Despite the considerable inertia of consumers and businesses, the widespread reliance on the internal combustion engine, and the reluctance to increase energy taxes in a weak global economy, oil companies increasingly forecast that a peak in oil demand is not all that far away.
Admittedly, how quickly that takes place depend on when national government get (more) religion about curbing greenhouse gas emissions. According to the Wall Street Journal, the International Energy Agency has a default of oil demand continuing to rise in the face of collective inaction. However, it’s worth noting that the IEA’s shorter-term forecasts have a bullish bias; will this prove to be true of their long-term scenarios? For instance, young people in the US are not only not keen about car ownership but some are even are ambivalent about having children. They are concerned the combination of environmental decay and escalating conflicts over resources means any children would have a poor quality of life.
Put it another way: I’m skeptical of simple linear projections over periods of decades, which is what the top line in this chart amounts to:
The Wall Street Journal describes how a number of small and large oil companies are worried about peak demand for oil, starting with Hungary’s MOL Group, which plans to reorient its business over the next decade to focus on petrochemicals, which it sees as having sustained demand, and away from fuel products. From the Journal:
Last month Shell finance chief Simon Henry caused a stir when he said the company sees oil demand peaking in five to 15 years. Shell’s latest published forecasts have consumption flattening toward the end of that period.
State-owned China National Petroleum Corp. quietly issued a report in the summer predicting that China’s oil consumption—a major driver of growth in recent decades—will begin to fall by 2030, if not sooner. Global demand is expected to follow suit…
“The question is more a question of when, rather than if,” Dominic Emery, BP’s vice president for long-term planning and policy, told the Economist Energy Summit in London this month. BP says oil demand could fall by the late 2020s if tougher emissions laws are enacted…
Peak demand “will be later than the common dates that are being thrown around, but if it does happen, because we’re building multiple engines for the economy and we’re planning for an economy beyond oil, we’ll be ready,” Saudi Arabia’s energy minister, Khalid al Falih, told a conference in Istanbul last month.

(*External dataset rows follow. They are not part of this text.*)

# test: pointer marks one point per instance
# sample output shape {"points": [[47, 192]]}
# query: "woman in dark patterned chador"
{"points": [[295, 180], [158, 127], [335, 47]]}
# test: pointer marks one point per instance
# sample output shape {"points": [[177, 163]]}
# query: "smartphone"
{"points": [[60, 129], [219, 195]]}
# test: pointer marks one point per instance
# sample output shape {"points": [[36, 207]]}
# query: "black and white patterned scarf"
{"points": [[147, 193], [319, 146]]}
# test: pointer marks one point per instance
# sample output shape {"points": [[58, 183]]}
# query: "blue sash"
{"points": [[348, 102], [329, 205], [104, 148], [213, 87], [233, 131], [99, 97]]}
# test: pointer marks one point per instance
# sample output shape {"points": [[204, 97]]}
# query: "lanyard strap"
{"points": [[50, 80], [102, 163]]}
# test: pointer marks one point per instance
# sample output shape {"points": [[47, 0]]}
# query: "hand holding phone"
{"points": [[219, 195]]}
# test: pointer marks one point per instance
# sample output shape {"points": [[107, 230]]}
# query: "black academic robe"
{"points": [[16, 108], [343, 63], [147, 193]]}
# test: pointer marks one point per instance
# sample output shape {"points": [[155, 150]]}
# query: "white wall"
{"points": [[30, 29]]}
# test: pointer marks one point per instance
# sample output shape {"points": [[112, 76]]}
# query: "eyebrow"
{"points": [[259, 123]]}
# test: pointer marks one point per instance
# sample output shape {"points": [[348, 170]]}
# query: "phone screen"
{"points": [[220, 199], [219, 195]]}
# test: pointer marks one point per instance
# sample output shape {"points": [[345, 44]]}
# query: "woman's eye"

Needless to say, other big firms, such as Exxon, remain optimistic, and OPEC forecasts that demand will grow beyond 2040. But BP and Total, among others, are hedging by building up alternative energy businesses.

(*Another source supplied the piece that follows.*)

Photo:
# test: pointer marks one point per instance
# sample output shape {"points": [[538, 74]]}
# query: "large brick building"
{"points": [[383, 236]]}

As Wiliam Gibson said, “The future is already here — it’s just not very evenly distributed.” But a question to readers: the underlying assumption in the Journal story, which appears to reflect conventional wisdom in the oil biz, is that more stringent regulations on greenhouse gas emissions is what poses a danger to oil demand. I wonder if that is the only mechanism by which that could occur. What look like economic tail events, like a hard landing in China, or generational changes in attitudes towards energy use, could have a significant dampening effect. Another negative would be a rollback of globalization, since shorter supply chains, generally speaking, should mean less consumption of fuel for transportation. While the plural of anecdote is not data, I wonder what positive and negative development readers see on the ground from your vantages in the US and abroad.